RIVE Deep Dive: Quickly animate graphics for webflow sites | with Lorenz Grabosch
Level:
Einfach 👌
In this Deep Dive, Lorenz Grabosch shows why Rive animations for web and app projects are often the “next-level” upgrade to Lottie. You'll learn:
• his journey from After Effects to Rive
• the biggest performance and workflow benefits
• How to import SVGs from Figma into Rive, animate them and seamlessly integrate them into Webflow — including loop control, state machines & GSAP triggers.
Perfect for anyone who wants to build interactive animations faster and easier to maintain.
Laurenz Grabosch online
Why you should use Rive animations now
Interactive animations have long been standard — but the choice of format determines performance and maintainability. Rive offers decisive advantages over Lottie here.
From After Effects to Rive: The Quick Transition
- Direct Figma import: Copy graphics as SVG, paste them into Rive, done.
- Design & animation mode: Clean separation so that you place elements first and then animate them.
- File size shrinks: Tests show up to 70% smaller files compared to lottie-JSON.
State Machines Interactions
With state machines, you connect timelines, inputs, and states.

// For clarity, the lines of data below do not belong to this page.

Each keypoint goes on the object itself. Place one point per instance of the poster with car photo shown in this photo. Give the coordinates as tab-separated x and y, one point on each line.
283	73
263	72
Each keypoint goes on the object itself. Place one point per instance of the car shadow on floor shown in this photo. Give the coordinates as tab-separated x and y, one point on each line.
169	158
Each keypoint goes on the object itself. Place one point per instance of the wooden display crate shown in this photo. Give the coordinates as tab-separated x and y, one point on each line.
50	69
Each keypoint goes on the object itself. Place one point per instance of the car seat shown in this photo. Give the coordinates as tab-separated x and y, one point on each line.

One click, one scroll event — and your animation reacts instantly, even within Webflow Interactions.
How to connect Rive to Webflow
- Export animation:
.riv
Save file. - Upload to the assets library and place it as custom code or via the Rive element.
- Loop, Once, or Controlled: In Webflow, choose whether the animation runs permanently, starts once or is triggered via a trigger.
Performance that inspires
Thanks to pure SVG output, the page loads faster, even when several animations run in parallel. Users notice smooth transitions instead of stutters.
Tips for your workflow
- The frame size in Figma should be the same as the size of the artboard in Rive — so every position is right.

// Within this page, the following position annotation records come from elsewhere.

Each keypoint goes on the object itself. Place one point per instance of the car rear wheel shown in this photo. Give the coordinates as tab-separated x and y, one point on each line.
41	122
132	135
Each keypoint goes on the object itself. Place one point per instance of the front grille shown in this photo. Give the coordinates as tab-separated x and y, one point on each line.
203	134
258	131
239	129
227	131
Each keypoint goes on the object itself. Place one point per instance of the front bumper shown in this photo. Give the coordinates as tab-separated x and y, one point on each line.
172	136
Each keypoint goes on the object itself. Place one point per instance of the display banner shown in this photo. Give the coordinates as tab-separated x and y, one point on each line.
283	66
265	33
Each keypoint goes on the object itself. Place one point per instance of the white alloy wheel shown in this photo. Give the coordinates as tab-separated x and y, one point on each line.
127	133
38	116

- Group before exporting so Rive can rotate them as a unit.
- Use constraints to automatically rotate sub-elements in opposite directions.
conclusion
When you build animations that easy to maintain, responsive and super fast There is hardly any way around Rive. Test it out on your next customer project — your load times (and your team) will thank you for it.

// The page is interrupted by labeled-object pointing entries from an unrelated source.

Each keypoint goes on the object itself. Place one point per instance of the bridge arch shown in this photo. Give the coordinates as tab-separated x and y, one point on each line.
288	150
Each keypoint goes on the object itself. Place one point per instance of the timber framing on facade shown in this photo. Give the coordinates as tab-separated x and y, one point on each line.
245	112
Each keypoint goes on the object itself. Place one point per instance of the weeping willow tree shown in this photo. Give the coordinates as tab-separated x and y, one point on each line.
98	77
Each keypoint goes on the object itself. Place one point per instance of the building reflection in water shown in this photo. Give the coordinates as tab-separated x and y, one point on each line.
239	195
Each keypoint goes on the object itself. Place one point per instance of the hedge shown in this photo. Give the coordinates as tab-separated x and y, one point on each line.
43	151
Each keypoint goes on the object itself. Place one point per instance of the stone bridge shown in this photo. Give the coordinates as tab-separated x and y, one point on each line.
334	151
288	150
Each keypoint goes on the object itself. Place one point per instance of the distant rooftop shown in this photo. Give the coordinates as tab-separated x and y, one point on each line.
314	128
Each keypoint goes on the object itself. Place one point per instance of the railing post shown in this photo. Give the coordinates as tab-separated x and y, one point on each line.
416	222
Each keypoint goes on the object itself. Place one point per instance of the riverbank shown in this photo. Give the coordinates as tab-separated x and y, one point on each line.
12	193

The differences: Rive vs. Lottie Files
Workflow & creation
Lottie:
- Uses After Effects to create animations.
- Exports animations using the Bodymovin plugin to a JSON format.
- Ideal if you have designers who are familiar with After Effects.
Rive:
- Has its own editor, similar to a design and animation program.
- You create and animate directly interactive and dynamic animations.
- You don't need After Effects — everything happens in Rive itself.
interactivity
Lottie:
- Animations are mostly linearly — they play, pause, stop
- Interactivity must usually built around it using code become.
Rive:
- Support for State Machines — ideal for interactive UI elements (e.g. buttons, switches, charge levels).
- You can directly define how an animation behaves depending on the state or input.
File size & performance
Lottie:
- Very lightweight because it vector-based JSON is.
- However, it can lose performance with very complex animations (especially with effects from After Effects).
Rive:
- Also performant and lightweight, but in one own binary format (.riv).
- Usually better performance with very dynamic/reactive UI animations.
Integration with Webflow and Co.
Lottie & Rive:
- Both will supported natively in Webflow — simply pull it in and you're done.
- Very easy to implement and ideal for static or simple animations.